Virginia Dell Clinton Kelley (née Cassidy; June 6, 1923 – January 6, 1994) was an American nurse anesthetist. She was the mother of Bill Clinton, the 42nd president of the United States, and Roger Clinton Jr.

==Early life==
Virginia Dell Cassidy was born in Bodcaw, Arkansas. She was the only child of James Eldridge Cassidy (1898–1957), the town iceman (later a grocer), and Edith (née Grisham) Cassidy (1901–1968), a nurse. Her family moved to Hope, Arkansas, when she was a toddler. During her high school years, she worked as a waitress at a local restaurant. Following her graduation from high school, Virginia moved to Shreveport, Louisiana, to study to be a nurse like her mother. During her training in Shreveport, she met her first husband, William Jefferson Blythe Jr., whom she married in a civil ceremony in 1943, just before he shipped out for World War II military duty. Upon completion of her training, she returned to Hope, Arkansas. When her husband was discharged after the war, he picked her up and they moved for four months to Chicago, Illinois. Unbeknownst to her, the marriage was bigamous, because he was still legally married to his fourth wife.

She moved back to her parents' house while she and William were in the process of getting a new home in the Hope area. While William was on his way back to Hope, he was killed in an automobile accident, three months before the birth of their son, Bill III.

Virginia later spent time in New Orleans, Louisiana training to be a nurse anesthetist. In 1950, Virginia married car salesman Roger Clinton Sr., the father of her younger son, Roger Clinton Jr. Roger Sr. was an alcoholic and was physically and mentally abusive to Virginia and her boys. He did not adopt Bill, but Bill took his surname legally in 1962. He told his mother that it would be easier if they all had the same last name. Roger Sr. and Virginia divorced in 1962 but remarried each other a few months later.

==Last years==
Following Roger's death from cancer in 1967, Virginia Clinton married hairdresser Jeff Dwire in 1969; he subsequently died of complications of diabetes in 1974. On January 17, 1982, she married Richard Kelley (1915–2007), an executive at a food distribution brokerage firm. Their marriage lasted until her death on January 6, 1994, from complications of breast cancer, at the age of 70, at her home in Hot Springs, Arkansas. She died just less than a year after her son became the 42nd president of the United States on January 20, 1993. She is buried alongside her first husband William Jefferson Blythe Jr. at Rose Hill Cemetery in Hope, Arkansas.

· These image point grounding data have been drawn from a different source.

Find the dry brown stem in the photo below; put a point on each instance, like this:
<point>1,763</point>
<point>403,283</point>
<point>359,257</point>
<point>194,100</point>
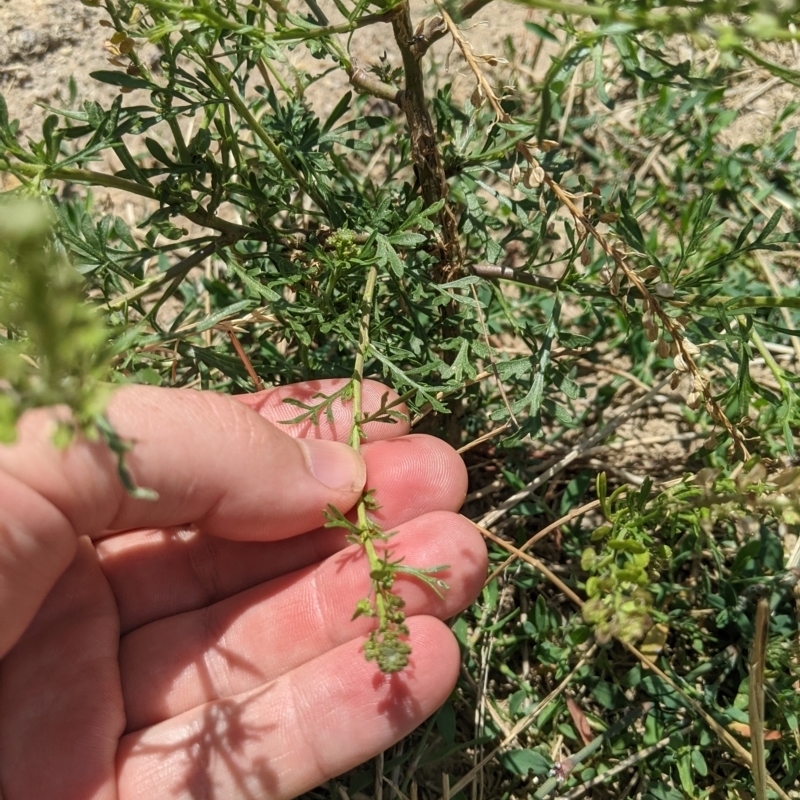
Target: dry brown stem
<point>424,147</point>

Before her death, she was interviewed by Connie Chung and spoke about both of her sons. She was also extremely close to performer Barbra Streisand, who described her as "like the mother I've always dreamed of."

In 1998, Bill Clinton recounted that his mother, along with his wife Hillary Clinton and John Lewis, was one of the earliest supporters for his initial presidential campaign.